# CZ27 Safety Issue



## ragman (Feb 2, 2021)

I just acquired a nice wartime CZ27. The Safety latch will not stay down, I remove the grip and it works fine, replace the grip and the safety goes right back to off. Any ideas anybody?


----------



## pic (Nov 14, 2009)

ragman said:


> I just acquired a nice wartime CZ27. The Safety latch will not stay down, I remove the grip and it works fine, replace the grip and the safety goes right back to off. Any ideas anybody?


There's a bunch of information online, 
Could be a number of issues.
Maybe it's bent or worn out, etc. 
check it out


----------



## ragman (Feb 2, 2021)

I appreciate the reply, you are the only one so far covering several forums. Do you mean the safety latch may be bent or worn out? I could spend a fortune doing a trial & error process. I know someone with a similar pistol, maybe swap some parts one at a time and see what happens.


----------



## pic (Nov 14, 2009)

ragman said:


> I appreciate the reply, you are the only one so far covering several forums. Do you mean the safety latch may be bent or worn out? I could spend a fortune doing a trial & error process. I know someone with a similar pistol, maybe swap some parts one at a time and see what happens.

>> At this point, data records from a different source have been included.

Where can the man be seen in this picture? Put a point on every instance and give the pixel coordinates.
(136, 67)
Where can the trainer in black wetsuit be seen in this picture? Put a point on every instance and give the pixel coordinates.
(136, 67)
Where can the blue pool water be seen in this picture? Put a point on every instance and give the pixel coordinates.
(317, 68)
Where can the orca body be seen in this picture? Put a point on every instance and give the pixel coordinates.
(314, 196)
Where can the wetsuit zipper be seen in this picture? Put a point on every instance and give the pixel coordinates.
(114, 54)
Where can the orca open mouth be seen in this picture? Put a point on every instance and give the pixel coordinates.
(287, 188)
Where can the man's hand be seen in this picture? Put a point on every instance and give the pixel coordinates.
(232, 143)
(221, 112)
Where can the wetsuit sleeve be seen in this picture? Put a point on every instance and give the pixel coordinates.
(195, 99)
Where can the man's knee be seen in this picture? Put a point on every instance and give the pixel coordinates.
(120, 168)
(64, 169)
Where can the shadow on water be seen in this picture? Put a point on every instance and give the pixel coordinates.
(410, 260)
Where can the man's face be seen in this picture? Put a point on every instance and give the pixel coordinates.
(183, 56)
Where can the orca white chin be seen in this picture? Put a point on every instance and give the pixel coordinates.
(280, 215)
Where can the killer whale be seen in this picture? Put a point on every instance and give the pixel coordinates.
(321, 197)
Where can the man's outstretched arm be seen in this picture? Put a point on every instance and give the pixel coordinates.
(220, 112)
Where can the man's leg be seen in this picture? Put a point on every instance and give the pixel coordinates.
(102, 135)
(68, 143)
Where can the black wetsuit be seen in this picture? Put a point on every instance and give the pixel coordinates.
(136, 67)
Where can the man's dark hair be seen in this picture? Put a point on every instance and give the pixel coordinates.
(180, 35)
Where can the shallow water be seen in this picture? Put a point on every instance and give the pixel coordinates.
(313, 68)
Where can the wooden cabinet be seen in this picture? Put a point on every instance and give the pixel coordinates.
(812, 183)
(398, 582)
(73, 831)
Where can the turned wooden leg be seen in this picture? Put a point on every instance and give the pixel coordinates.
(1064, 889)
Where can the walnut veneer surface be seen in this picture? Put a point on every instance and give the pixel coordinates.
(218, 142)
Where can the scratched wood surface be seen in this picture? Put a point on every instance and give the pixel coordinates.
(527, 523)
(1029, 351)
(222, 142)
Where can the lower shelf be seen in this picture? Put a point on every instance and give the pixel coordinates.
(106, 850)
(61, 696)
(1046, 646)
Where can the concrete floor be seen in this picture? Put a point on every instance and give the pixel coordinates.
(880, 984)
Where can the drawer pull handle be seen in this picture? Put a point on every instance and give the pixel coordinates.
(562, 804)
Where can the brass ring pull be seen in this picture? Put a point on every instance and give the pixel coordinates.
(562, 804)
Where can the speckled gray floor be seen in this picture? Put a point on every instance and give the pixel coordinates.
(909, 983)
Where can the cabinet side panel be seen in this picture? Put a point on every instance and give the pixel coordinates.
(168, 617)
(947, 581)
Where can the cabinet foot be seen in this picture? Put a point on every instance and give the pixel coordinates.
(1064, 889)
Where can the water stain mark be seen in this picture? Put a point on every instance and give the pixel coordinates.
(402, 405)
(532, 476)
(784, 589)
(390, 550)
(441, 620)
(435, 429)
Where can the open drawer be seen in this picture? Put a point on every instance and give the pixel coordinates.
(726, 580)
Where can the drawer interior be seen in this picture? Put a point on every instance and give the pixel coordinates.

That may work,,figure out why it works with the grips off.
It's a wraparound grip ? Maybe a bend , I don't know


----------



## ragman (Feb 2, 2021)

pic said:


> That may work,,figure out why it works with the grips off.
> It's a wraparound grip ? Maybe a bend , I don't know


. 
Yes, the wrap around grip. I'll try it over the next few days and see what happens. Great little sidearm!


----------